You signed in with another tab or window. Reload to refresh your session.You signed out in another tab or window. Reload to refresh your session.You switched accounts on another tab or window. Reload to refresh your session.Dismiss alert
cmd/compile: implement bits.Mul64 on 32-bit systems
This CL implements Mul64uhilo, Hmul64, Hmul64u, and Avg64u
on 32-bit systems, with the effect that constant division of both
int64s and uint64s can now be emitted directly in all cases,
and also that bits.Mul64 can be intrinsified on 32-bit systems.
Previously, constant division of uint64s by values 0 ≤ c ≤ 0xFFFF were
implemented as uint32 divisions by c and some fixup.
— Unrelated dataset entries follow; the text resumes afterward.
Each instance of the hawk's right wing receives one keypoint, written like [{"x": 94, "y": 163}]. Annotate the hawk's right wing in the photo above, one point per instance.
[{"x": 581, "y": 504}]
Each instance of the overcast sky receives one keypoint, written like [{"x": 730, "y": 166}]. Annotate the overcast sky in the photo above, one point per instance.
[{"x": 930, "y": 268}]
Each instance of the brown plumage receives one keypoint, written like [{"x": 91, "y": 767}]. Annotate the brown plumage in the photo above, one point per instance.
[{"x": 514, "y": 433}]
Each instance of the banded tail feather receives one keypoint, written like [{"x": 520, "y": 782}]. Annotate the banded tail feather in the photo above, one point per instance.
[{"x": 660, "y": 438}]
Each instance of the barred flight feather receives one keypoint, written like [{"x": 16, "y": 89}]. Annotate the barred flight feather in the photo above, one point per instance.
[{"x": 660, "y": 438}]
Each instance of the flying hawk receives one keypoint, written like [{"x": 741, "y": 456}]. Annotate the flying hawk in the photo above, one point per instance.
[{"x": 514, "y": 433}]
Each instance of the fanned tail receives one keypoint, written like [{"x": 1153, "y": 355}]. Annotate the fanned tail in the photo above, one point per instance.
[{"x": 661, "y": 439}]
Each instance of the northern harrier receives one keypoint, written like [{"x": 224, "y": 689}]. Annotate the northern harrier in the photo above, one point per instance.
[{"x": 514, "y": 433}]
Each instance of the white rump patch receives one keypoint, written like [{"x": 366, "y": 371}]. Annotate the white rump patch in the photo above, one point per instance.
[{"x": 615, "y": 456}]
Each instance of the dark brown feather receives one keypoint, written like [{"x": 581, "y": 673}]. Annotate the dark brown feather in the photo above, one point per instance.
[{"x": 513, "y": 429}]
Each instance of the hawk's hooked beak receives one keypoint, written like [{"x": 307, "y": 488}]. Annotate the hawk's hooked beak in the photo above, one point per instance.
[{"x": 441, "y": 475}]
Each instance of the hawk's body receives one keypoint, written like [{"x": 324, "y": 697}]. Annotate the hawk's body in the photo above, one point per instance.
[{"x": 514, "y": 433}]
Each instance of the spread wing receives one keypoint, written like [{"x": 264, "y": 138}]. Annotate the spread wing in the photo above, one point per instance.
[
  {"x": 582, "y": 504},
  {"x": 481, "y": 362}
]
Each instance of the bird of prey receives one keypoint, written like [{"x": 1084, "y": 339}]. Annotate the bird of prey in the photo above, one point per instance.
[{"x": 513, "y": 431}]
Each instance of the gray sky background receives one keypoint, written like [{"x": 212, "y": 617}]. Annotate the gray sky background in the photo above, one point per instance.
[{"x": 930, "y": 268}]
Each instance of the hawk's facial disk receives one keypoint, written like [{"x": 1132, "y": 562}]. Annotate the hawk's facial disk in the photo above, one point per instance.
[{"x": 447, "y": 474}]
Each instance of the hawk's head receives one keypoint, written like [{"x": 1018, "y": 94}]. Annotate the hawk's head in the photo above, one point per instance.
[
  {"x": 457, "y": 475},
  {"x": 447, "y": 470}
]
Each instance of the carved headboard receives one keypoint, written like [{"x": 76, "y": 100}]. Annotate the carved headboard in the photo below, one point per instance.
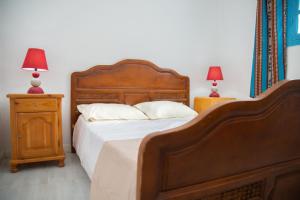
[{"x": 127, "y": 82}]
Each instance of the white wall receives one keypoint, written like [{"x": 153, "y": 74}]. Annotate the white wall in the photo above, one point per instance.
[
  {"x": 187, "y": 35},
  {"x": 79, "y": 34}
]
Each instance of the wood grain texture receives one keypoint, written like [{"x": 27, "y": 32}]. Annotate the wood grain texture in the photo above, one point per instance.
[
  {"x": 236, "y": 150},
  {"x": 203, "y": 103},
  {"x": 36, "y": 129},
  {"x": 127, "y": 82}
]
After expanding
those smaller constant divisions, the code for i/999 required:
(386) 7 mul, 10 add, 2 sub, 3 rotate, 3 shift (104 bytes)
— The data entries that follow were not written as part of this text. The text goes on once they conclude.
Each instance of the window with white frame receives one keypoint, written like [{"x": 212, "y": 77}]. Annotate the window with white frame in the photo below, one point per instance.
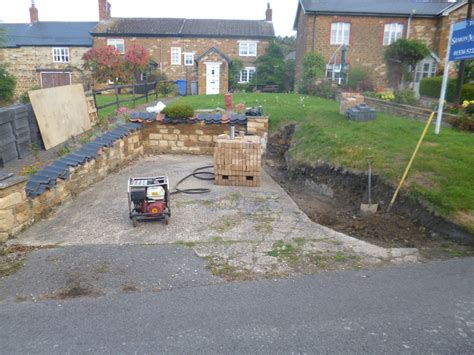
[
  {"x": 175, "y": 56},
  {"x": 246, "y": 75},
  {"x": 340, "y": 32},
  {"x": 392, "y": 32},
  {"x": 117, "y": 43},
  {"x": 425, "y": 69},
  {"x": 248, "y": 49},
  {"x": 188, "y": 59},
  {"x": 60, "y": 55}
]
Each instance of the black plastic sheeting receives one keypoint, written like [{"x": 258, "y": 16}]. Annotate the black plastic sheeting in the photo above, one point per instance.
[
  {"x": 47, "y": 177},
  {"x": 207, "y": 118}
]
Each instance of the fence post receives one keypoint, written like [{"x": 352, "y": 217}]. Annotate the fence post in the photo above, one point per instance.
[
  {"x": 133, "y": 93},
  {"x": 117, "y": 103},
  {"x": 95, "y": 99}
]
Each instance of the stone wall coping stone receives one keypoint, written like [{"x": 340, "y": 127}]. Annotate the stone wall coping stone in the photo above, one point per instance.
[{"x": 12, "y": 181}]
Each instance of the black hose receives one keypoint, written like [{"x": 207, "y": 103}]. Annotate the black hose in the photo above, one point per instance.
[{"x": 198, "y": 174}]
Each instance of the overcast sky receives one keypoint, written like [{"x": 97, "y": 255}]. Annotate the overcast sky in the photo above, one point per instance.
[{"x": 284, "y": 11}]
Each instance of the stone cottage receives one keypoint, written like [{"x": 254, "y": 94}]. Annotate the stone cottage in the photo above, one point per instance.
[
  {"x": 367, "y": 27},
  {"x": 45, "y": 54},
  {"x": 195, "y": 50}
]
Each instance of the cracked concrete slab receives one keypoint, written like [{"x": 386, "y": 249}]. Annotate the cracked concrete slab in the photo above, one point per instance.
[{"x": 240, "y": 227}]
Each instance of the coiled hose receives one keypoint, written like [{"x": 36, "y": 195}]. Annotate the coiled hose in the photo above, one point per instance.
[{"x": 198, "y": 174}]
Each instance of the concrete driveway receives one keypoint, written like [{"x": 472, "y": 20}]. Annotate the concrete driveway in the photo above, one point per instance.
[{"x": 239, "y": 230}]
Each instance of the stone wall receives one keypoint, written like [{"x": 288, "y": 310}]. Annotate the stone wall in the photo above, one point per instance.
[
  {"x": 198, "y": 138},
  {"x": 15, "y": 208},
  {"x": 26, "y": 62},
  {"x": 17, "y": 211},
  {"x": 182, "y": 138}
]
(arm) 7 mul, 9 add, 3 sub, 2 shift (104 bytes)
(mips) 7 mul, 10 add, 5 sub, 6 shift, 3 sgtu (176 bytes)
For that much code, we might as well use a full 64x64->128 multiply
that can be used for all divisors, not just small ones.
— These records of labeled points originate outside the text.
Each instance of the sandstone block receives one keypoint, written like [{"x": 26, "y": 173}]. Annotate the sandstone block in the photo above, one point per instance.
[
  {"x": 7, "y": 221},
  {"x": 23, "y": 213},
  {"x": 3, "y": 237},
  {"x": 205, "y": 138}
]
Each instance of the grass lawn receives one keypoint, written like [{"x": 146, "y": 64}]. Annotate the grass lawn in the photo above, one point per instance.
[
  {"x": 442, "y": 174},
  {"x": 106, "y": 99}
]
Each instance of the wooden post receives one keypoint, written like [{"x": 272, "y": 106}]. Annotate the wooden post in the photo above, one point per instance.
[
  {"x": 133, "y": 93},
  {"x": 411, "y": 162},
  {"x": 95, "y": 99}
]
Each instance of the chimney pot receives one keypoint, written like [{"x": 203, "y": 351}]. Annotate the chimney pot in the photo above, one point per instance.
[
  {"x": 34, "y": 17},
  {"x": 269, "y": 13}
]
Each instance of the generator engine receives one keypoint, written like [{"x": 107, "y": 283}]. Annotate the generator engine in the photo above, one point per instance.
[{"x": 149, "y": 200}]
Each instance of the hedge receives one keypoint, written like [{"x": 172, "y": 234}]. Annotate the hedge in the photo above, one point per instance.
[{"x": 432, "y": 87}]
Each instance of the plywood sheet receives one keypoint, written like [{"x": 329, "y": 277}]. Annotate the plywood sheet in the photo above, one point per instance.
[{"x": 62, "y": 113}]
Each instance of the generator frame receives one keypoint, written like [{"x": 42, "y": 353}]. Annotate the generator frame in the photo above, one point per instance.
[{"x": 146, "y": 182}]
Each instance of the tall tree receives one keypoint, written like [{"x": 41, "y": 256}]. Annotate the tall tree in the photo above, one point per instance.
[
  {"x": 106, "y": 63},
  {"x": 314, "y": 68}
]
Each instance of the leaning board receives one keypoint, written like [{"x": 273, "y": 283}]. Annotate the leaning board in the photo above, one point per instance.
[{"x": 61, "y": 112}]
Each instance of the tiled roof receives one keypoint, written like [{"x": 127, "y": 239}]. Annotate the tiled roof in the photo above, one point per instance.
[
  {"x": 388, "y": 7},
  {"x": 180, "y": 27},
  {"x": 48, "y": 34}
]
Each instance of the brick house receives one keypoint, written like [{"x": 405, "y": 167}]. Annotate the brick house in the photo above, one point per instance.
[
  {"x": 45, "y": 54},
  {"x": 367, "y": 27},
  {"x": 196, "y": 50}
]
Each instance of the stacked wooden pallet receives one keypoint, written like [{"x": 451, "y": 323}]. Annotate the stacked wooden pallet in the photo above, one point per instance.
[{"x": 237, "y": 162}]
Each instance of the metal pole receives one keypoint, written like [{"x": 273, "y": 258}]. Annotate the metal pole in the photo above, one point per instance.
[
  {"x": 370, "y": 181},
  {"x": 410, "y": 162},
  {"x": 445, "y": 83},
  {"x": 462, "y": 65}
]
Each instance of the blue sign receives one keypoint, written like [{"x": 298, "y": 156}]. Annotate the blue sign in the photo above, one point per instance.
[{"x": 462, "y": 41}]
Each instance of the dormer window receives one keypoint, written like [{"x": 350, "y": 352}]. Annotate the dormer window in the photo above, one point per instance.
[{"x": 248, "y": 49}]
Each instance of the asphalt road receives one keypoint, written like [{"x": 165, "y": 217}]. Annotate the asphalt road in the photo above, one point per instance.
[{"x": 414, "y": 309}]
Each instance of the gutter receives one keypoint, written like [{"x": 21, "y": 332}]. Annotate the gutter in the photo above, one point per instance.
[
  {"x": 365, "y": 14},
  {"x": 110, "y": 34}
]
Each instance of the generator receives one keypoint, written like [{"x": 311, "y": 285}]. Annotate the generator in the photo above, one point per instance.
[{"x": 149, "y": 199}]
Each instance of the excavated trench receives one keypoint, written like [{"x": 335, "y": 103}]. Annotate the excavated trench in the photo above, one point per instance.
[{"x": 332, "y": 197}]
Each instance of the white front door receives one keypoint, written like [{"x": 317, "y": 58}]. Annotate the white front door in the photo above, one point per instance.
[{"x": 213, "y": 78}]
Having done that, the same i/999 now generates:
(386) 4 mul, 9 add, 2 sub, 2 or, 6 shift (112 bytes)
(arm) 4 mul, 8 add, 2 sub, 2 or, 3 shift (92 bytes)
(mips) 4 mul, 11 add, 3 sub, 6 shift, 8 sgtu, 4 or (196 bytes)
The size increase on 386 is due to a few extra register spills.
The size increase on mips is due to add-with-carry being hard.
The new approach is more general, letting us delete the old special case
and guarantee that all int64 and uint64 divisions by constants are
generated directly on 32-bit systems.
This especially speeds up code making heavy use of bits.Mul64 with
a constant argument, which happens in strconv and various crypto
packages. A few examples are benchmarked below.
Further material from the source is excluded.